Susanne Menzel wurde im Juni 1976 in Bad Berleburg (Kreis Siegen-Wittgenstein) geboren. Sie studierte von 1996 bis 2002 die Fächer Biologie, Pädagogik und Englisch an den Universitäten Münster, Dakar (Senegal) und dem College of William and Mary in Virginia (USA).
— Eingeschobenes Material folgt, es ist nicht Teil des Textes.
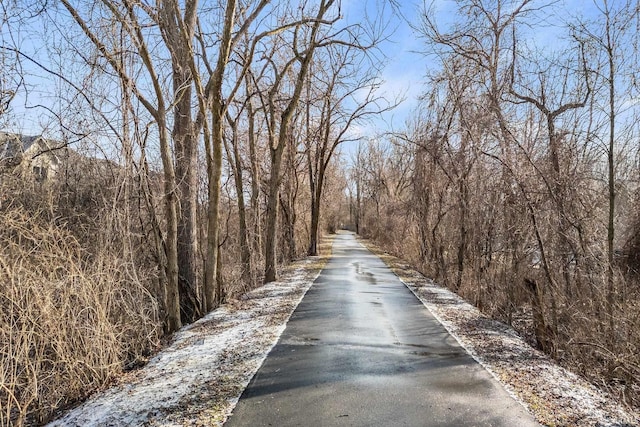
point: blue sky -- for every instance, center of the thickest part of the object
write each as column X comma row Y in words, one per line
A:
column 405, row 68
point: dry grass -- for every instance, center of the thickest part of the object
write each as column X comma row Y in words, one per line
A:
column 69, row 322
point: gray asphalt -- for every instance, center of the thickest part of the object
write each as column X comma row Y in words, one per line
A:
column 362, row 350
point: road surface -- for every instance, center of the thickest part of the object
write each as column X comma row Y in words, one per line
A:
column 362, row 350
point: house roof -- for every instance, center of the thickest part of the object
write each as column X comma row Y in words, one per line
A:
column 13, row 146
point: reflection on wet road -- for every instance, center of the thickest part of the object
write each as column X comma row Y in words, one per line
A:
column 361, row 350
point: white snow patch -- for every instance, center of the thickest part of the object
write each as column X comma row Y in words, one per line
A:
column 184, row 380
column 555, row 395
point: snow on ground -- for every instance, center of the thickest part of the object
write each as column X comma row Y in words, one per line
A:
column 199, row 377
column 554, row 395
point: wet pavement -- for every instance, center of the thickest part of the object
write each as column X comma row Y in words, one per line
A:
column 362, row 350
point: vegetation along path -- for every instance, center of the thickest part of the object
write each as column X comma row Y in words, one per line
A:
column 362, row 350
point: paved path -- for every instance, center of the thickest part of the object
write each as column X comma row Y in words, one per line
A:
column 362, row 350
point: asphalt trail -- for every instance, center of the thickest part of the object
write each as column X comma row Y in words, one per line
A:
column 362, row 350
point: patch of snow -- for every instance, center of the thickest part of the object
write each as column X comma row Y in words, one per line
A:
column 206, row 367
column 553, row 394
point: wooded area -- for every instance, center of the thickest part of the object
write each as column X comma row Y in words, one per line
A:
column 516, row 184
column 192, row 148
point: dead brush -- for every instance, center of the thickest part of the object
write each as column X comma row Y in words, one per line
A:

Nach ihrer Promotion 2007 an der Georg-August-Universität Göttingen kam Menzel im Jahr 2008 als Juniorprofessorin nach Osnabrück und erhielt drei Jahre später nach Rufablehnungen in Gießen und Köln die Professur für Biologiedidaktik. Seit Oktober 2016 ist sie im Präsidium zuständig für Forschung und Nachwuchsförderung. Als solche wirkte sie maßgeblich am "Zukunftskonzept UOS 2020" mit: ein profilbildendes Programm, mit dem die Uni Osnabrück im Wettbewerb der Hochschulen bestehen will. Susanne Menzel ist verheiratet, hat zwei Kinder und lebt mit ihrer Familie in Münster.
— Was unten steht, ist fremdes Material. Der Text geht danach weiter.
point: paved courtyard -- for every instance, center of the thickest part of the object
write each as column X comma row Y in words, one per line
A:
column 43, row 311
Die designierte Präsidentin Menzel erklärte dazu auf Anfrage unserer Redaktion, von der Protestankündigung der Studenten "getroffen" gewesen zu sein. Zugleich verteidigte sie die von ihr damals mitgetragene Entscheidung in Sachen Kunstgeschichte. Für die Zukunft signalisierte Menzel Gesprächsbereitschaft. Ihr persönlicher Draht zu den Studenten sei "immer gut gewesen", betonte die Professorin. 

Uni stärker international ausrichten

Als verantwortliche Hochschulleiterin strebe sie unter anderem eine stärke internationale Ausrichtung der Uni Osnabrück an. Erfolge sollen sichtbarer gemacht werden, besonders auf politischer Ebene. Denn als verhältnismäßig kleine Hochschule werde die Uni Osnabrück mit ihren gut 14.000 Studenten systematisch benachteiligt, so Menzel. Darüber hinaus müsse die Uni ihre gesellschaftliche Verantwortung wahrnehmen und sich den Bürgern weiter öffnen. Ob Osnabrücker Campus Nacht, Wissensforum oder Friedensgespräche: "Wir wollen Wissen attraktiv machen", gab die Präsidentin in spe als Parole aus.

"Meine Laufbahn als Wissenschaftlerin bekommt durch die Präsidentschaft ganz klar einen Knick. Aber das Risiko gehe ich ein."Susanne Menzel, designierte Präsidentin der Uni Osnabrück


Bei all dem setze sie auf die Unterstützung ihrer bisherigen Vizepräsidenten-Kollegen. "Wir ergänzen uns optimal. Ich möchte sie unbedingt alle in meinem Team behalten", sagte Menzel. Mit Blick auf ihre steile Karriere als Wissenschaftlerin räumte sie ein, dass die Zeit im Präsidium "ganz klar einen Knick" bedeute. "Aber das Risiko gehe ich ein." Bleibt es bei einer Amtszeit, könne sie mit dann 49 Jahren auf ihrem Gebiet voraussichtlich wieder einsteigen. Nach einer zweiten Amtszeit, die bis Ende 2033 dauern würde, wäre das hingegen "sicher nicht mehr möglich".